The White Darkness
Arctic explorer Ernest Shackleton led some of the most famous expeditions in history, and is remembered for his tenacity, leadership, and willingness to put the welfare of his crew above his own ambitions. His legacy served as inspiration to Henry Worsley, a modern-day adventurer who revered Shackleton above all else — and sought to follow in his hero’s footsteps.
The White Darkness tracks Worsley’s journeys to Antarctica, including his attempt to cross the continent alone and on foot, dragging all his equipment and facing the dangers of ice storms, hidden crevasses, and frostbite. In under 200 pages, David Grann illuminates one man’s obsessive quest to prove himself by conquering the planet’s most unforgiving landscape.

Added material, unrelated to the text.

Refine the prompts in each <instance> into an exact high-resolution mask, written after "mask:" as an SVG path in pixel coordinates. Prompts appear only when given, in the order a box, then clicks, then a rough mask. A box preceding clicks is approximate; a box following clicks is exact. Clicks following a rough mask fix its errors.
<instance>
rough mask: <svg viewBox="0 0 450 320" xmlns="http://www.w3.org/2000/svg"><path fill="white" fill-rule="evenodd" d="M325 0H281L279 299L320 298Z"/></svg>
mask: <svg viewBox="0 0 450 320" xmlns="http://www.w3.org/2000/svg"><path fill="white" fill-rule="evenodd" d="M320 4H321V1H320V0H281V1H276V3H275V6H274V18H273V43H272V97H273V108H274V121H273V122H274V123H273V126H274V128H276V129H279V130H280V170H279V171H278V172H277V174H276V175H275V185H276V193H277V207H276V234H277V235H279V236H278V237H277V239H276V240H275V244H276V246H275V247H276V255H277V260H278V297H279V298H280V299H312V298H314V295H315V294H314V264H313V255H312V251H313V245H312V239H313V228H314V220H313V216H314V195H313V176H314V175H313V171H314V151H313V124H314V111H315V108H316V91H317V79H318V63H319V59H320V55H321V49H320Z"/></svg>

“He had just reached the summit of the Titan Dome and was beginning to descend, the force of gravity propelling him toward his destination, which was only about a hundred miles away. He was so close to what he liked to call a ‘rendezvous with history.’ Yet how much farther could he press on before the cold consumed him? He had studied with devotion the decision-making of Shackleton, whose ability to escape mortal danger was legendary, and who had famously saved the life of his entire crew when an expedition went awry. Whenever Worsley faced a perilous situation — and he was now in more peril than he’d ever been — he asked himself one question: what would Shacks do?”
David Grann is the author of The Devil and Sherlock Holmes, The Lost City of Z, The Killers of the Flower Moon, and The White Darkness. He has also written for the Washington Post, the Boston Globe, the Wall Street Journal, and The Atlantic.